Archiviò la stagione senza aver totalizzato alcun punto e non venne confermato dalla Ligier.
L’anno seguente grazie alla sua ricca valigia, colse l’occasione in Brabham-BMW, per correre col fresco bicampione Nelson Piquet. I testa-coda e le uscite di pista, in gara come in prova, non permisero ad Hesnault di concludere nessun Gran Premio in Brabham. La sua vettura, inoltre, non era mai messa a punto come quella dello scomodo compagno.
Al Paul Ricard, durante dei test privati, ebbe un bruttissimo incidente, a cui sopravvisse per miracolo e che lo spinse ad abbandonare la Formula 1. Dopo solo quattro gare in Brabham, Hesnault venne perciò sostituito dal più esperto Marc Surer, 33 anni, 65 gran premi disputati.
Il caso volle che quella in Brabham non fosse però la sua ultima apparizione in F1.
La prima camera car e l’ultima terza vettura iscritta
Quello stesso anno la Renault, squadra costruttrice di Formula 1, aveva preso una decisione: schierare una terza macchina rispetto a quelle già presenti in griglia. Accanto alla numero 15 di Tambay e alla 16 di Warwick comparve la numero 14. Il numero riportato sulla livrea era bianco, non colorato come gli altri due.
A quel tempo le scuderie potevano schierare fino a due monoposto effettive, ma la Formula 1 accettò la richiesta della Renault. La numero 14, avrebbe potuto partecipare ma sarebbe stata una vettura “fantasma”. Questa, insomma, non avrebbe totalizzato punti né nella classifica Piloti né in quella Costruttori.

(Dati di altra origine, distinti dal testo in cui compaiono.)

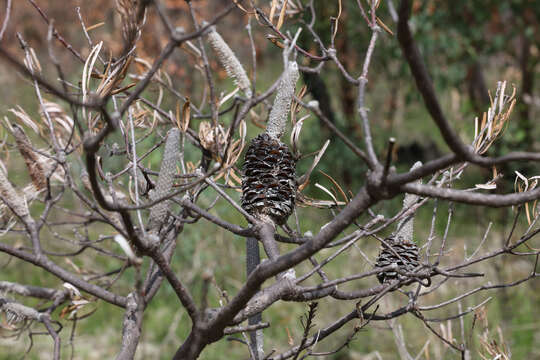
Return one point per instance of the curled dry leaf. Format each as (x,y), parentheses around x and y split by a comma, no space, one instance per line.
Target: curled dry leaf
(212,138)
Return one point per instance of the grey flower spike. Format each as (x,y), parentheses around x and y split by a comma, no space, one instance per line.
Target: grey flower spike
(165,179)
(282,103)
(229,61)
(405,227)
(16,203)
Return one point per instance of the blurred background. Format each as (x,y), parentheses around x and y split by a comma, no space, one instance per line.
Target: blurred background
(468,46)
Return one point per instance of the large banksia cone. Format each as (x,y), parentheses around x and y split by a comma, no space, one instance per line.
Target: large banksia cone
(402,253)
(268,184)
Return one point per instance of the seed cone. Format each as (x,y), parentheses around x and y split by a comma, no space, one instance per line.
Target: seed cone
(407,260)
(268,184)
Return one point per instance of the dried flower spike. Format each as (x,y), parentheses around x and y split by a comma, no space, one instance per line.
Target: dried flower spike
(229,61)
(282,103)
(400,248)
(164,183)
(12,199)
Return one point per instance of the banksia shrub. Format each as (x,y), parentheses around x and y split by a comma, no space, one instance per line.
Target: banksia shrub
(268,185)
(401,252)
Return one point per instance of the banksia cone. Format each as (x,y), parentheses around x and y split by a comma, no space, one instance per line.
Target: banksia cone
(403,253)
(268,185)
(400,248)
(269,181)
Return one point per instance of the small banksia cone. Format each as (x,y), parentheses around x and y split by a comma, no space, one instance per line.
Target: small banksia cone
(401,252)
(268,184)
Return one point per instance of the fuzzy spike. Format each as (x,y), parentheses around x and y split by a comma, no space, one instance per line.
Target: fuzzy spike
(229,61)
(164,183)
(12,199)
(282,103)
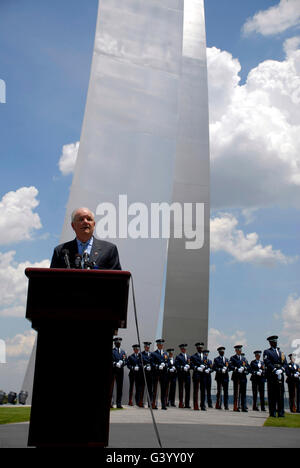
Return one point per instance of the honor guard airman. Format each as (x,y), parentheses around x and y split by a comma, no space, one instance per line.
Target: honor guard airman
(183,366)
(276,365)
(172,379)
(119,362)
(146,355)
(240,368)
(198,366)
(258,379)
(221,367)
(134,365)
(208,371)
(159,363)
(293,381)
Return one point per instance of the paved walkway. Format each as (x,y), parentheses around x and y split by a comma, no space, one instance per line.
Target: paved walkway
(211,417)
(132,428)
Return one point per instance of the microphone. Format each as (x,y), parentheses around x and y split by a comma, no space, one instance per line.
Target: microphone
(78,259)
(66,258)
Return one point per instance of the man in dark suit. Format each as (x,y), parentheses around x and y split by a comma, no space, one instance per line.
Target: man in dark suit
(159,364)
(240,367)
(198,366)
(258,379)
(183,366)
(146,356)
(276,365)
(222,367)
(208,371)
(99,254)
(134,364)
(119,360)
(172,379)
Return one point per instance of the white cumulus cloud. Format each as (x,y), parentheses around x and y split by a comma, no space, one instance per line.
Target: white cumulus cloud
(291,318)
(13,284)
(217,338)
(20,345)
(68,158)
(255,131)
(244,248)
(274,20)
(17,218)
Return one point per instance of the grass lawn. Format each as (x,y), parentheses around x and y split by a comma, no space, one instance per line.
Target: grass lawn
(290,420)
(10,415)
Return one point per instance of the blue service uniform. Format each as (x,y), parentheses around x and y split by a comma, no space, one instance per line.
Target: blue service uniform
(275,361)
(172,380)
(182,362)
(119,362)
(198,361)
(134,365)
(208,371)
(221,367)
(239,379)
(159,364)
(293,381)
(258,379)
(149,376)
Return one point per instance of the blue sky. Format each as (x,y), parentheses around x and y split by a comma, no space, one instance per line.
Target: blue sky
(45,56)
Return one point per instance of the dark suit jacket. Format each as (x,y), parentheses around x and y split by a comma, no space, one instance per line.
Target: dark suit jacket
(103,253)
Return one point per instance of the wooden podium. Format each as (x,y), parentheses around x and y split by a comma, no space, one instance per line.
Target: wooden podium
(75,313)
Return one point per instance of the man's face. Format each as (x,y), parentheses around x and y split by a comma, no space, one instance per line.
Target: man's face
(83,224)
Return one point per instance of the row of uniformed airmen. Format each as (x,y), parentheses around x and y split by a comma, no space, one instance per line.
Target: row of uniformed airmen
(162,368)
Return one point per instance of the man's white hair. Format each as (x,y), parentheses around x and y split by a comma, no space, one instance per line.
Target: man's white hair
(74,213)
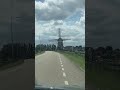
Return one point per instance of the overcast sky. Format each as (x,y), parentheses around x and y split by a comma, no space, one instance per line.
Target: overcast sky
(68,15)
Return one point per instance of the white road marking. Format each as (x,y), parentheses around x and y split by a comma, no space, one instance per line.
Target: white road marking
(63,69)
(64,74)
(66,82)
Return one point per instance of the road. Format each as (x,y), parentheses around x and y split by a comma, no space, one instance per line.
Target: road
(20,77)
(53,69)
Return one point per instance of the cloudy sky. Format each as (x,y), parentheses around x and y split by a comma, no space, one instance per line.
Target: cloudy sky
(68,15)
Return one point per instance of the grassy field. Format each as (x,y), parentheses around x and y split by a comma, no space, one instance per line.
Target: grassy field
(103,79)
(39,53)
(13,64)
(79,60)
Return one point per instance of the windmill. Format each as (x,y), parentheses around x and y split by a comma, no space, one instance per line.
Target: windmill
(59,40)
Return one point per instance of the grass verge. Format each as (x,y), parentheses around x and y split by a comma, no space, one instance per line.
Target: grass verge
(79,60)
(39,53)
(9,65)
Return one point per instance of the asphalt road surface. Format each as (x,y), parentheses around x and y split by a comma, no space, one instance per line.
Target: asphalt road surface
(55,70)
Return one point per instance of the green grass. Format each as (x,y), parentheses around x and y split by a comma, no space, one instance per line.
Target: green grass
(9,65)
(103,79)
(39,53)
(78,59)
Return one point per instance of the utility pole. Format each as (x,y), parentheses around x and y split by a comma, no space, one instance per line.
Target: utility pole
(11,27)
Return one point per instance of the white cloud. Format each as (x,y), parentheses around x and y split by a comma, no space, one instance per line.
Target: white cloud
(52,15)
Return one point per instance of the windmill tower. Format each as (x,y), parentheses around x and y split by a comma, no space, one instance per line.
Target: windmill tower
(59,40)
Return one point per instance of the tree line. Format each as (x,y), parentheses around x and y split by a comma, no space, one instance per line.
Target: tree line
(17,51)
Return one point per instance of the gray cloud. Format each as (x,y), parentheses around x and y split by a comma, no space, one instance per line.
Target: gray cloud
(102,23)
(59,11)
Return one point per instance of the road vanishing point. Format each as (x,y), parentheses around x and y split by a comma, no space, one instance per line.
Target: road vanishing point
(53,69)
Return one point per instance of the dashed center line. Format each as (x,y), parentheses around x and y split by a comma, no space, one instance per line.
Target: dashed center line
(66,82)
(64,74)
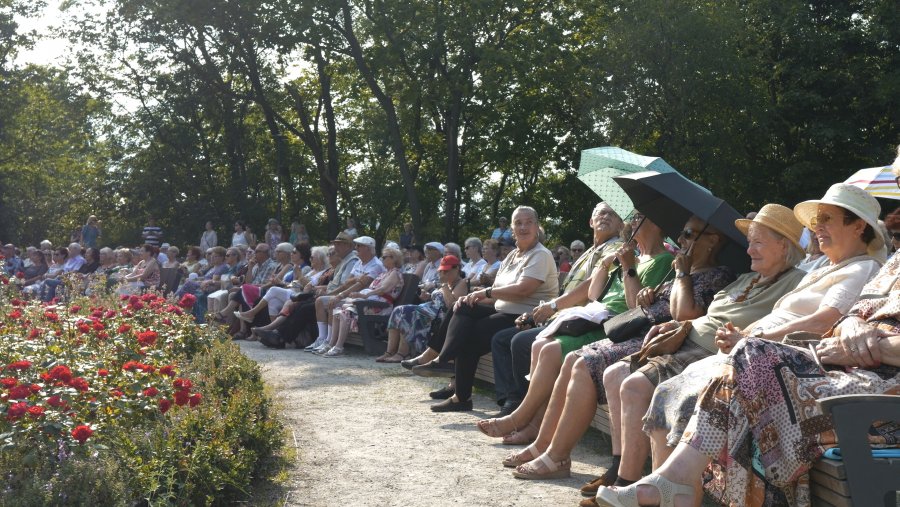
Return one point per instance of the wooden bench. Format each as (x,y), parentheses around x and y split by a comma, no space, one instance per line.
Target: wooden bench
(828,479)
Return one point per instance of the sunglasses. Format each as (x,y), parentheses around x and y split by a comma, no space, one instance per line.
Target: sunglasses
(823,219)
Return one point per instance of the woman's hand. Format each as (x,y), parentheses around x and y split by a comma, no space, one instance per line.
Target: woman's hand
(646,297)
(727,337)
(625,254)
(683,262)
(859,341)
(665,327)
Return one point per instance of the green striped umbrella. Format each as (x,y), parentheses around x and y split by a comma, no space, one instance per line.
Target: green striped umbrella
(599,165)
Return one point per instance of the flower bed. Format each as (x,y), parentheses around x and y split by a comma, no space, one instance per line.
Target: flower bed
(124,401)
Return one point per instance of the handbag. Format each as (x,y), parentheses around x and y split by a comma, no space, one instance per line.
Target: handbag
(628,325)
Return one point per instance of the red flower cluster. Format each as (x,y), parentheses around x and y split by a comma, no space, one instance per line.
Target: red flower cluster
(82,432)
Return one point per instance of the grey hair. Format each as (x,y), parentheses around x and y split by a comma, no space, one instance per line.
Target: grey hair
(454,249)
(321,253)
(476,242)
(794,254)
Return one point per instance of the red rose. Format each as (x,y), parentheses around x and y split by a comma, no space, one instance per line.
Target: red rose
(181,398)
(61,372)
(19,365)
(16,410)
(19,392)
(82,432)
(56,401)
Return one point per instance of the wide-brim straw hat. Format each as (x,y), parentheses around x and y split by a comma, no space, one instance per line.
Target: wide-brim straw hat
(851,198)
(778,218)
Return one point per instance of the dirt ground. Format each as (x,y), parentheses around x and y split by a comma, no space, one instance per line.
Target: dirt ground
(365,437)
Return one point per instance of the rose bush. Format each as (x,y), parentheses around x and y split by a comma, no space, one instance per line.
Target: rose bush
(126,399)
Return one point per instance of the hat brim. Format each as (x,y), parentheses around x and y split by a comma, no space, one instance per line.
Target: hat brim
(806,210)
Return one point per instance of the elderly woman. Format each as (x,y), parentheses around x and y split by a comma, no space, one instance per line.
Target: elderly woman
(476,263)
(527,277)
(410,325)
(144,274)
(687,296)
(291,283)
(385,288)
(844,223)
(740,405)
(617,289)
(774,248)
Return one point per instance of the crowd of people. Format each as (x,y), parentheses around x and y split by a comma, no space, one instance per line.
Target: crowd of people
(707,372)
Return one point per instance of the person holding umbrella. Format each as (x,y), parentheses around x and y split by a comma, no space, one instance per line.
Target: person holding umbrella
(844,221)
(579,385)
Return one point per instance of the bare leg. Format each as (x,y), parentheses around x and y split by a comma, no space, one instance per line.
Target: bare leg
(613,377)
(577,412)
(251,313)
(635,396)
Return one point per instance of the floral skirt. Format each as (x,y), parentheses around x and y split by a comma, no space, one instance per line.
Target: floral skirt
(600,355)
(760,424)
(414,323)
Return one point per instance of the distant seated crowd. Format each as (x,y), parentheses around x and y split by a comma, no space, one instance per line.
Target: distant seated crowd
(707,371)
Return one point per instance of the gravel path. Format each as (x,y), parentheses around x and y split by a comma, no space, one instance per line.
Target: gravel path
(366,437)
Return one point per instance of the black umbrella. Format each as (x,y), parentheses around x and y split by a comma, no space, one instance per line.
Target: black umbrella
(669,200)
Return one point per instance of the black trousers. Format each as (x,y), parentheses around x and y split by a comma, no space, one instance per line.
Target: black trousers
(469,337)
(302,318)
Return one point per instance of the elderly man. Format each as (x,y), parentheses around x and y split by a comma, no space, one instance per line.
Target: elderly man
(511,348)
(302,316)
(366,270)
(12,264)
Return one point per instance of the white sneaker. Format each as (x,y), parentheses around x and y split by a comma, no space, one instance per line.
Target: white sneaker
(334,352)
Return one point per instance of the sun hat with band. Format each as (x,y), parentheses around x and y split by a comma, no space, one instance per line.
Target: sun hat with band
(851,198)
(778,218)
(448,262)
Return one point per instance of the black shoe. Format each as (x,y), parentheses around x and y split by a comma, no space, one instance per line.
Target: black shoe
(508,407)
(270,339)
(410,363)
(442,393)
(449,405)
(435,369)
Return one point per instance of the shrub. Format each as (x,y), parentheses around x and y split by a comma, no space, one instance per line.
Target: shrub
(110,402)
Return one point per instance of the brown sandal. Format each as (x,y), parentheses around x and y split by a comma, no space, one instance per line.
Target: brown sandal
(515,459)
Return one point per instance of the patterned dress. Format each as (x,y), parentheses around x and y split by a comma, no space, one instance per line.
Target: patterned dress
(348,310)
(759,421)
(601,354)
(838,286)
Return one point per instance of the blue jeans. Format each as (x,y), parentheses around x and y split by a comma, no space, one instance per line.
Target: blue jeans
(511,351)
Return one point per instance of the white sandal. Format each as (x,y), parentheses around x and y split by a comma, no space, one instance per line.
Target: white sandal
(627,496)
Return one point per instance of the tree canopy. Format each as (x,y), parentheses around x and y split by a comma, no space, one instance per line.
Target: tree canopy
(444,114)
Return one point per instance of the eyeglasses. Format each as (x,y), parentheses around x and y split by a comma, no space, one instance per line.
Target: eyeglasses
(823,220)
(687,234)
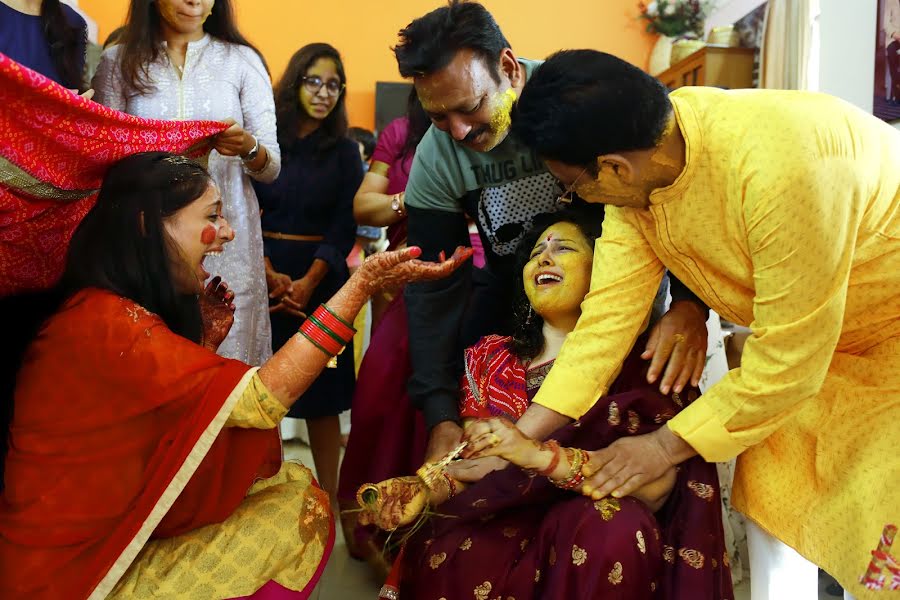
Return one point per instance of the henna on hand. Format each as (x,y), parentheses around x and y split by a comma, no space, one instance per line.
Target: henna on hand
(397,502)
(394,269)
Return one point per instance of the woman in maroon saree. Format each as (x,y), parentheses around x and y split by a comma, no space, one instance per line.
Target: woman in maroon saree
(517,534)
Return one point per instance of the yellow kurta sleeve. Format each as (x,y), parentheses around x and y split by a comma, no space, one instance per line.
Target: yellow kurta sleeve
(801,232)
(626,275)
(257,408)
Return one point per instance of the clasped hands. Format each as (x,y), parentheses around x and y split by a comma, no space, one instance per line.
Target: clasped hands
(642,466)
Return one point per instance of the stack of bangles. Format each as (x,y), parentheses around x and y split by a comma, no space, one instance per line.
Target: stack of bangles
(327,331)
(576,458)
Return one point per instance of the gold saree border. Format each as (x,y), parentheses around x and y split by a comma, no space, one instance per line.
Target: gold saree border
(18,179)
(173,490)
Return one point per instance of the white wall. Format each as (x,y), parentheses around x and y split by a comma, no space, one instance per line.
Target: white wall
(847,46)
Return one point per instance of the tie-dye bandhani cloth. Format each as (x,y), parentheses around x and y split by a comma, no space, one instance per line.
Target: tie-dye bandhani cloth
(55,147)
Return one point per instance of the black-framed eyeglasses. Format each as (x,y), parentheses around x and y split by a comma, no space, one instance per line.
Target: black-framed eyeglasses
(333,87)
(568,191)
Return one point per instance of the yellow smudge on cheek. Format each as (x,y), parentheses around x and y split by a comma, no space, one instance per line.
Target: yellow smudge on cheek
(590,190)
(501,118)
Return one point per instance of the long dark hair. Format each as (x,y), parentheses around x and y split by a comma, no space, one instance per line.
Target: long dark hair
(429,43)
(288,111)
(419,122)
(528,335)
(67,42)
(581,104)
(122,245)
(142,39)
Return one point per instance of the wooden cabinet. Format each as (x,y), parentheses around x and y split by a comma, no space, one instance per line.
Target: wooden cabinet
(719,66)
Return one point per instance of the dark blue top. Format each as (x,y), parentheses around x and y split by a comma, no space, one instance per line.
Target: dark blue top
(314,196)
(22,39)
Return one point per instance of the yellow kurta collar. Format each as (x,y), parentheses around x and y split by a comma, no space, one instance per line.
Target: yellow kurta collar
(693,141)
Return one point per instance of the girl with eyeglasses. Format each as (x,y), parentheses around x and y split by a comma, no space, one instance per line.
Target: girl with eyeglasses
(308,229)
(186,59)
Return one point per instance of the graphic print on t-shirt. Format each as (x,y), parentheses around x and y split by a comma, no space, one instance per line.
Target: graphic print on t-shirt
(506,212)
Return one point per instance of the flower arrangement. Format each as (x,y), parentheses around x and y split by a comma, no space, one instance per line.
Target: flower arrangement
(676,18)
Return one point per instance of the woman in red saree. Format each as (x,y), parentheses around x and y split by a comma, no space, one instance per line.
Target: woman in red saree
(517,533)
(140,463)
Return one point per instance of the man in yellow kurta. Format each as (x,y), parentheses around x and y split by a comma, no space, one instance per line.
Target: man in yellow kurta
(781,211)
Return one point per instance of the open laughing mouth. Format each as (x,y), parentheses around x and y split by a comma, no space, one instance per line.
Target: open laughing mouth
(214,252)
(546,278)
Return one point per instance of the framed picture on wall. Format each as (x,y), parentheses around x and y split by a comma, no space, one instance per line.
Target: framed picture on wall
(887,61)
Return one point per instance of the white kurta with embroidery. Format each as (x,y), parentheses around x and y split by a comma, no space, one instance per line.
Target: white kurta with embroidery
(220,80)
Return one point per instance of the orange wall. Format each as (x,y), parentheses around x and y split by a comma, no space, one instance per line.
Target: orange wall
(364,31)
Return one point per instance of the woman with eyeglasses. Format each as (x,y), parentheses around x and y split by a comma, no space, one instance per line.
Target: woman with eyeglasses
(186,60)
(308,229)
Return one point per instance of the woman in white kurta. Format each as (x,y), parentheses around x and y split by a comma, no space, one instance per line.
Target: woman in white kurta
(198,75)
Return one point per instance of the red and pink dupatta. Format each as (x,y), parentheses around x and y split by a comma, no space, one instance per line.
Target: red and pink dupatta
(55,147)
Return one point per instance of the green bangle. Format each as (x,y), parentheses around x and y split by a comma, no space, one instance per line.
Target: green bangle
(315,343)
(333,314)
(330,333)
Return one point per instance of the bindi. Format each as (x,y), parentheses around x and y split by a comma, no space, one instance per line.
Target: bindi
(208,235)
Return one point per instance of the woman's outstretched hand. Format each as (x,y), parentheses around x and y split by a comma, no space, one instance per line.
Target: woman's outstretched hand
(216,312)
(394,269)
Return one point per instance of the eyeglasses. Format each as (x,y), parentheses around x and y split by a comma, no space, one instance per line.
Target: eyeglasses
(568,191)
(313,84)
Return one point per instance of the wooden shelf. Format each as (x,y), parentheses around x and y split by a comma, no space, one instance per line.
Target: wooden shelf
(718,66)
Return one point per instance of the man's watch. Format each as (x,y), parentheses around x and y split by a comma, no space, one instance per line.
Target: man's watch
(254,151)
(397,204)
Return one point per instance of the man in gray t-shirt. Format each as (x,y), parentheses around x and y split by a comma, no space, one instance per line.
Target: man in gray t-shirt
(468,79)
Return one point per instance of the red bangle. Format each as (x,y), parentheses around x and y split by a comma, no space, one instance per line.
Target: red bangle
(320,338)
(554,462)
(450,483)
(330,320)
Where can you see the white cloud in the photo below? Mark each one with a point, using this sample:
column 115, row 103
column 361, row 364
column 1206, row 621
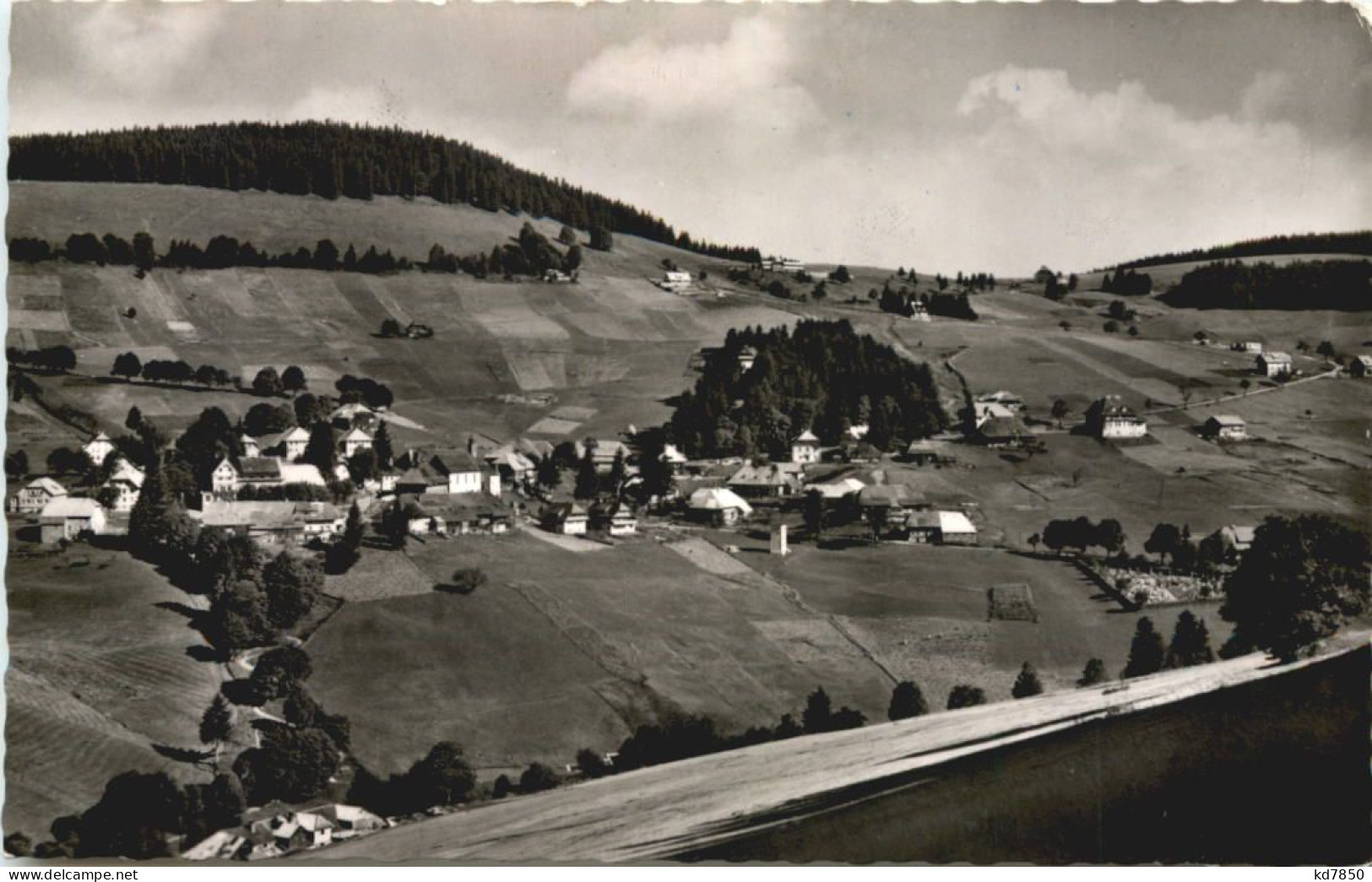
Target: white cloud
column 144, row 47
column 746, row 78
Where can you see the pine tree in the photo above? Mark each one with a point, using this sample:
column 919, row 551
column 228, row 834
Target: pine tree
column 1146, row 652
column 818, row 717
column 1027, row 684
column 907, row 701
column 1190, row 642
column 217, row 724
column 1093, row 674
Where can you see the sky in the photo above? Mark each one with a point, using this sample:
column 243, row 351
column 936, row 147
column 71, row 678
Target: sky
column 976, row 138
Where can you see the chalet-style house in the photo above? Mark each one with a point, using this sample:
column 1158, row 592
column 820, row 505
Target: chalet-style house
column 290, row 443
column 614, row 517
column 464, row 472
column 98, row 449
column 355, row 442
column 125, row 483
column 718, row 505
column 675, row 280
column 836, row 487
column 274, row 523
column 456, row 515
column 1272, row 364
column 928, row 452
column 1003, row 432
column 70, row 517
column 1110, row 419
column 805, row 449
column 228, row 479
column 278, row 829
column 36, row 494
column 1225, row 427
column 568, row 519
column 895, row 502
column 774, row 480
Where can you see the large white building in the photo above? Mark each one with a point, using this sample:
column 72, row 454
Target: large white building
column 1112, row 419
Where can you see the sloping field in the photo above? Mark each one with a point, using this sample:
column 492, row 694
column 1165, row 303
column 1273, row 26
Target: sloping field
column 98, row 677
column 614, row 344
column 564, row 651
column 1176, row 767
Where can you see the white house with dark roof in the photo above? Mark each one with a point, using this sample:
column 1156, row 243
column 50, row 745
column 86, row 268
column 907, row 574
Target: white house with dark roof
column 127, row 483
column 98, row 449
column 1272, row 364
column 68, row 517
column 36, row 494
column 290, row 443
column 805, row 449
column 355, row 442
column 1225, row 427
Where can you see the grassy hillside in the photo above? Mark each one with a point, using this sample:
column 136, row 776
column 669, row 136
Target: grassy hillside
column 610, row 346
column 1176, row 767
column 99, row 678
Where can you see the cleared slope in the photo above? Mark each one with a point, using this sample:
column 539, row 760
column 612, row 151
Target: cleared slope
column 1082, row 776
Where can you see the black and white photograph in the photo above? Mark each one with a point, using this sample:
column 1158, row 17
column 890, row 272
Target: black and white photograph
column 687, row 434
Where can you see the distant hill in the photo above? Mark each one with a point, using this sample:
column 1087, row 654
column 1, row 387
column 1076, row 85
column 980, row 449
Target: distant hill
column 334, row 160
column 1358, row 241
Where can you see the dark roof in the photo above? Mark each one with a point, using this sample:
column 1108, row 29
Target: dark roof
column 259, row 467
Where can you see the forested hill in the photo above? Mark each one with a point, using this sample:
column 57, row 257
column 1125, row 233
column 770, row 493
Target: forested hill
column 1357, row 241
column 334, row 160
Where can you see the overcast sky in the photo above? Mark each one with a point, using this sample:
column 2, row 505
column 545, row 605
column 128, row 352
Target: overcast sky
column 976, row 138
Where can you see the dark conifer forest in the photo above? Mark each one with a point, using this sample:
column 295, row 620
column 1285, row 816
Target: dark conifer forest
column 823, row 377
column 1357, row 241
column 335, row 160
column 1301, row 285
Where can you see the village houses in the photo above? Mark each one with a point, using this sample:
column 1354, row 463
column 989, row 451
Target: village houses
column 1273, row 364
column 36, row 494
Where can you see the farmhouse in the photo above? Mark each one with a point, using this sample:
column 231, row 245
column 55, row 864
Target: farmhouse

Ma allora perché la Renault scelse di buttare via così i propri soldi?
Il caso volle che venisse scelto proprio l’ormai disoccupato Hesnault per quella prova. Al Gran Premio di Germania, sulla pista del Nurburgring, il giovane vide la sua vettura equipaggiata con la prima camera car nella storia della F1. Hesnault, partito ventitreesimo, riprese in diretta una gara di Formula 1 dalla sua stessa vettura. L’esperienza durò poco, dopo soli otto passaggi la monoposto fu costretta al ritiro, ma ormai la storia era fatta.

Nessuno poteva immaginare che negli anni quel primo esperimento di ripresa on-board in diretta avrebbe visto un’evoluzione sbalorditiva. Quel giorno avrebbe cambiato per sempre il modo per seguire le corse: da quelle prime riprese con una telecamera pesante e sgraziata appesa sul lato della monoposto fino ad arrivare alla modernissima helmet camera.
Per un caso fortuito l’ultima apparizione di Hesnault in F1 non marcherà solo la fine della breve carriera del pilota francese, ma scriverà un altro pezzo di storia di questo sport. La Renault RE60 con il numero 14 guidata da Hesnault sarà l’ultima terza vettura schierata da una squadra in F1.